To Catch a Dollar
|To Catch a Dollar: Muhammad Yunus Banks on America|
|Directed by||Gayle Ferraro|
|Produced by||Gayle Ferraro
|Music by||Claudio Ragazzi|
To Catch a Dollar: Muhammad Yunus Banks on America is a 2010 documentary film directed and produced by Gayle Ferraro about the 2006 Nobel Peace Prize winner's ongoing campaign against poverty around the world. It touches on the beginnings of the original Grameen Bank in the 1970s, then focuses primarily on the beginnings of Grameen America's work in the US, especially the launch of its first programs in Queens, New York in 2008. The title of the film comes from a clip of Muhammed Yunus speaking in the film: "In a world where you need a dollar to catch a dollar, you need to have something to help the bottom people to lift themselves up."
The film focuses on the work of Shah Newaz, a long time Grameen Bank manager, and Alethia Mendez, a Grameen America Center Manager, as they undergo the process of successfully establishing the programs of Grameen America in Queens, New York.
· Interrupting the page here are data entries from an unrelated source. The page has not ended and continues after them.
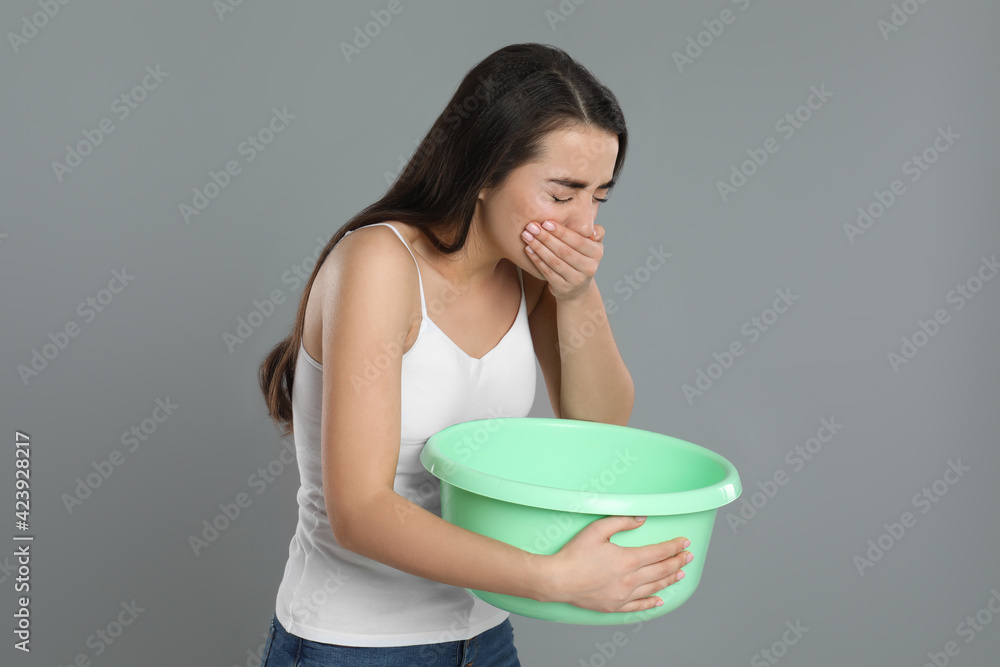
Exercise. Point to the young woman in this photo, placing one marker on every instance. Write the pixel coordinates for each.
(428, 309)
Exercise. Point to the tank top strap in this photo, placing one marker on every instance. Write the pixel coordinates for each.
(420, 281)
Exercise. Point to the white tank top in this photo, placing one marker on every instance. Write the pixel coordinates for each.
(331, 595)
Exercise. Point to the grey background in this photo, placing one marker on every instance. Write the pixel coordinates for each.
(826, 357)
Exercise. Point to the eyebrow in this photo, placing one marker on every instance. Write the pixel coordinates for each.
(579, 185)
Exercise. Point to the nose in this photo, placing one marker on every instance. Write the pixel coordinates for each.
(581, 224)
(581, 220)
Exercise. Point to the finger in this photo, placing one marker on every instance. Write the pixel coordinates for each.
(588, 247)
(562, 258)
(661, 551)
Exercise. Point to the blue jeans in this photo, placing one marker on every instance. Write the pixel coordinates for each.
(492, 648)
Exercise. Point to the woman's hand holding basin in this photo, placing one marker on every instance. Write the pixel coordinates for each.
(594, 573)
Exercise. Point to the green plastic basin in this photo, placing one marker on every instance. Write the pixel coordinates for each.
(536, 482)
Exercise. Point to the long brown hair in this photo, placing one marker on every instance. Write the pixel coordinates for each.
(495, 122)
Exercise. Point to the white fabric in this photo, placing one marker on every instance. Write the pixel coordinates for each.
(331, 595)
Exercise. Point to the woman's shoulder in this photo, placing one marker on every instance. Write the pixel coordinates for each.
(369, 253)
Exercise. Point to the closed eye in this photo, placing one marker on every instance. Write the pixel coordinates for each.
(563, 201)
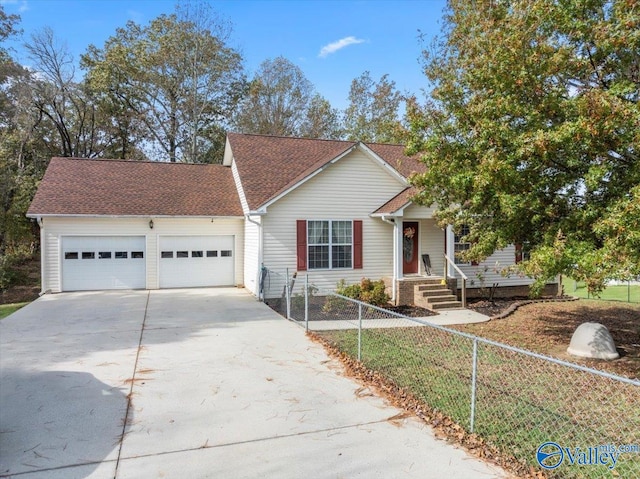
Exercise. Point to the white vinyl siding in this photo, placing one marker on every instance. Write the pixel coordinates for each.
(57, 227)
(349, 189)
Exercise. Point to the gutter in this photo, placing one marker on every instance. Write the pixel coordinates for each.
(395, 257)
(260, 259)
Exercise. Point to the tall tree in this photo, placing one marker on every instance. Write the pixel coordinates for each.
(321, 120)
(60, 101)
(373, 113)
(532, 133)
(177, 75)
(277, 101)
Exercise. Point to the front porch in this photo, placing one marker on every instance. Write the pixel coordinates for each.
(427, 292)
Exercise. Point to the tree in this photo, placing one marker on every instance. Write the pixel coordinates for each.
(322, 120)
(532, 133)
(373, 113)
(177, 75)
(277, 100)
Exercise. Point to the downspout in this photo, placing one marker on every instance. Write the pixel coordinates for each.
(259, 268)
(395, 258)
(40, 222)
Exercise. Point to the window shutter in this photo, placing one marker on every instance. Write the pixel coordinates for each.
(301, 244)
(357, 244)
(518, 253)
The film features stories of some of Grameen America's first clients, women below the poverty line working to build businesses such as a hair salon and a bakery. It shows Newez and Mendez working out of a small office and holding group meetings in people's homes, as group meetings are a core element of the Grameen Bank peer lending model.
Yunus, a former Fulbright Scholar from Bangladesh, is known for developing the concept of microcredit, the extension of small loans to entrepreneurs with no collateral to qualify for traditional bank loans. His concept of microcredit and his desire to reduce the number of people living in poverty led to the creation of Grameen Bank to support people within Bangladesh, and then the Grameen Foundation for supporting people internationally. Cofounded by Yunus, Grameen America opened in January 2008 with a mission "to help create a world free of poverty." In June 2010, Grameen America reported that it had disbursed approximately $4.3 million in loans to 2,002 borrowers and had maintained a repayment rate of 99%.